Massive Price Gaps Fuel Speculation

Regarding the recent phenomenon of selling “diplomatic slots,” “priority applications,” and even “guaranteed approval” with surcharges of up to hundreds of millions of dong in various social housing projects, Lawyer Trương Anh Tú, Chairman of TAT Law Firm, notes that despite the law prohibiting the transfer of social housing within five years, covert transactions persist through deposits, power of attorney, or verbal agreements.

After years of monitoring social housing policies and the housing market, he observes that this is not an isolated issue.

In an interview, Lawyer Tú identifies three causes distorting the social housing market.

First is the significant price gap compared to commercial housing. “Many social housing projects are priced between 12-30 million VND/m², while nearby commercial housing ranges from 45-70 million VND/m². This vast disparity turns social housing slots into assets for ‘flipping,’ despite the legal ban on transfers,” he explains.
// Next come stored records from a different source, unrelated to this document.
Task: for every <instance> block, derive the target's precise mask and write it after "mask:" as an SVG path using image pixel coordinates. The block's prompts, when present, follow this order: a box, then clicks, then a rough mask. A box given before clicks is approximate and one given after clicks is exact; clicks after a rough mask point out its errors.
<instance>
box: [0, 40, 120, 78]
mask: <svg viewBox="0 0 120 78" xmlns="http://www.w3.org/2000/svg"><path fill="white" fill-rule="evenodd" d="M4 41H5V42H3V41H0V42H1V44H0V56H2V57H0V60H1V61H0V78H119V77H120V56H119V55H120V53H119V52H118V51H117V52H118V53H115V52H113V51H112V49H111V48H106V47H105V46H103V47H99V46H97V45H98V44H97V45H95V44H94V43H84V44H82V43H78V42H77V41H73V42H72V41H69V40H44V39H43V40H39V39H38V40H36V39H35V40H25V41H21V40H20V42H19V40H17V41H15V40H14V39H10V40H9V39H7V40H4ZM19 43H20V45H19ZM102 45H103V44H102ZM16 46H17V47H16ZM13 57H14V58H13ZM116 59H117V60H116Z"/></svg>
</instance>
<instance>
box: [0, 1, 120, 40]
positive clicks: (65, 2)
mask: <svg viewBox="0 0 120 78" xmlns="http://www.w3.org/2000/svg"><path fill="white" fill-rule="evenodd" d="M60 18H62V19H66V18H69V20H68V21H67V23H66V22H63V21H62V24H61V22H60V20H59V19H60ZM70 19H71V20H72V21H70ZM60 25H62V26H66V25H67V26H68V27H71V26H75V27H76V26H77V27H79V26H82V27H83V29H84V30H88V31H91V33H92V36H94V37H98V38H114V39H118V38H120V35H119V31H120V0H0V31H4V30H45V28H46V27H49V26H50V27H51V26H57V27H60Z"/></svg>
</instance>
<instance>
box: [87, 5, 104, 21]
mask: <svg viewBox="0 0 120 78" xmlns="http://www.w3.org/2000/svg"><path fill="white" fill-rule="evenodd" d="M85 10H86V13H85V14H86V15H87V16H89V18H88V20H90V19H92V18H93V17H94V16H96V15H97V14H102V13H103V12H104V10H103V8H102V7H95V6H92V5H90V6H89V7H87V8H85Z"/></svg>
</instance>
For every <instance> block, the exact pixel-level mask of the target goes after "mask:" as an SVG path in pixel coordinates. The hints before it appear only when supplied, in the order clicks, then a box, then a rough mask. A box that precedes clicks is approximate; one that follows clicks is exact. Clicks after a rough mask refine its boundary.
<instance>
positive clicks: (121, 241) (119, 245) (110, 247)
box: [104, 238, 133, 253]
A social housing project currently on sale in Hanoi. Photo: Hồng Khanh

The second issue, according to Tú, is the approval process based on self-declaration. Criteria under the Housing Law, such as living conditions, income, and priority groups, require verification but lack an interconnected database for cross-checking. “This creates loopholes for legal circumvention and application fraud,” he states.

Brokers are the third link enabling profiteering in social housing. Many openly seek buyers for “slots,” advertising internal connections or guaranteeing priority applications. This rampant activity forms an underground market competing with the official one. Tú views this as a clear exploitation of social housing policies.
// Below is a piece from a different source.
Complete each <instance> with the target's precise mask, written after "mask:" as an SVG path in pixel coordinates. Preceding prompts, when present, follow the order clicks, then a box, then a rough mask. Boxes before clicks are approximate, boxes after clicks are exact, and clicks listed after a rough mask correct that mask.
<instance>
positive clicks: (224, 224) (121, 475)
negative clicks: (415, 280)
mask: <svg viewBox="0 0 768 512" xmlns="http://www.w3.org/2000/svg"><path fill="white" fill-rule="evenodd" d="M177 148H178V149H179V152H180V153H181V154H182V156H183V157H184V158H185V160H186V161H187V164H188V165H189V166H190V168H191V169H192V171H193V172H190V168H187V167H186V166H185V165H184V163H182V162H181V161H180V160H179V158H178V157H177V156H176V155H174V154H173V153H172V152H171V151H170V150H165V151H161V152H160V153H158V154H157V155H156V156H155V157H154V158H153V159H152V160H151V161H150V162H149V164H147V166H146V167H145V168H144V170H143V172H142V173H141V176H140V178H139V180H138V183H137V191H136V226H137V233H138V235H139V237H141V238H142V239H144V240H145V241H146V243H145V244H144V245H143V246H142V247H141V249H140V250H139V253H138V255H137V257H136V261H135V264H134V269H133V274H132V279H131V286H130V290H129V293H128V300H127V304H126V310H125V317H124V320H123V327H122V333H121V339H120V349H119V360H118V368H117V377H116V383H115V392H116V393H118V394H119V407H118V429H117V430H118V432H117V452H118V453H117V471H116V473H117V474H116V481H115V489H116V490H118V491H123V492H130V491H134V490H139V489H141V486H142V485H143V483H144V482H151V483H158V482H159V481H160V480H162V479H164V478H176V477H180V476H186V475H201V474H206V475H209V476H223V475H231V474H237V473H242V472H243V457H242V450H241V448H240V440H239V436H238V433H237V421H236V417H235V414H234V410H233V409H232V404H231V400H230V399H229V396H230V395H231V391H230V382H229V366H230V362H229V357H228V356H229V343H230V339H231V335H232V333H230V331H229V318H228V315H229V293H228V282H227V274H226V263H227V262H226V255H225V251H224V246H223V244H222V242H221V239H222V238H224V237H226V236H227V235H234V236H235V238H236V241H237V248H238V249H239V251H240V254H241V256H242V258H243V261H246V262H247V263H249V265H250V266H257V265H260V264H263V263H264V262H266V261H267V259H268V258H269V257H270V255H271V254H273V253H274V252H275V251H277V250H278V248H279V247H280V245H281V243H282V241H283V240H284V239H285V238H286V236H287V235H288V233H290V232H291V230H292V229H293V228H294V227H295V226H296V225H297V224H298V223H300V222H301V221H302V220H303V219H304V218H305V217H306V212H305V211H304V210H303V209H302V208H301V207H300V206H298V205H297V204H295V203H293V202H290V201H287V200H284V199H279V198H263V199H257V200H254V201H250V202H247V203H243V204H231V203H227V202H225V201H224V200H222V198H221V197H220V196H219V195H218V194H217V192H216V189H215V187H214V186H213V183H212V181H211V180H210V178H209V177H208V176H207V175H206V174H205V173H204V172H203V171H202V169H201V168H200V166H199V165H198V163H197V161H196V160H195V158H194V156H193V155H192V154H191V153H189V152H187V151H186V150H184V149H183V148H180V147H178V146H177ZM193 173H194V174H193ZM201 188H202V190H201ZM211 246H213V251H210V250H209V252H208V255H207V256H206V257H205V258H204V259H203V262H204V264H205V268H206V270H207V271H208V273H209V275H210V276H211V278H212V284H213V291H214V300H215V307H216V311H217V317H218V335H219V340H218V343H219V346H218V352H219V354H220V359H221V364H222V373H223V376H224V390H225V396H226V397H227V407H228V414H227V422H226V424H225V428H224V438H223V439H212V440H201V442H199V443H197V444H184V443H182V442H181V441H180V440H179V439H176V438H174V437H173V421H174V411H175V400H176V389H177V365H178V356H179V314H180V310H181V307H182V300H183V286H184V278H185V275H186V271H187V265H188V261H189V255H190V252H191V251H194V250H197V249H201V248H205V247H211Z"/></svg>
Under the 2014 Housing Law and its guiding decrees, social housing can only be transferred after full payment and a five-year period.

However, the lawyer warns, “current covert transactions render this regulation ineffective in practice.” The consequences destabilize the market and pose significant legal risks for final buyers, who may lose both their deposit and the right to own social housing.

Accountability is Essential

Recently, police in provinces like Thái Nguyên, Hanoi, Bắc Ninh, and Ho Chi Minh City have investigated signs of illegal social housing transfers and off-contract payments…

According to the lawyer, these investigations highlight the distorted state of the social housing market, which has become a profit tool for a few rather than serving low-income individuals.

Social housing is not an investment channel. It is the right to housing for low-income individuals. Photo: Hồng Khanh

Trương Anh Tú attributes the core issue to a lack of transparency in approvals and data gaps. “Those with genuine needs struggle to access housing, while ineligible individuals exploit loopholes to legitimize applications. When social housing doesn’t reach the intended beneficiaries, it fails both in management and social justice,” he remarks.

The Chairman of TAT Law Firm emphasizes that social housing cannot be separated from broader housing policies and urban planning. Labor migration, urbanization pressures, transportation infrastructure, industrial zone models, and rent-to-own mechanisms all directly impact social housing’s effectiveness in providing welfare.

Based on this, Tú proposes publicly listing successful applicants by priority points; integrating databases for residents, taxes, social insurance, and land; tightening controls on covert transactions; and clearly defining individual accountability in the approval process.

“A critical policy like social housing must have specific accountability, not collective responsibility,” he stresses.

He also advocates redesigning policies for specific groups. Workers need housing near industrial zones; young professionals require small units near city centers; vulnerable populations should access housing through rental or rent-to-own schemes. A policy targeting multiple goals risks conflicts and reduced welfare impact.

“Social housing is not an investment. It is the right to housing for low-income individuals. If speculation, covert slot trading, and application fraud persist, the housing dream of millions will remain distant—a failure social housing policies cannot afford,” states Lawyer Trương Anh Tú.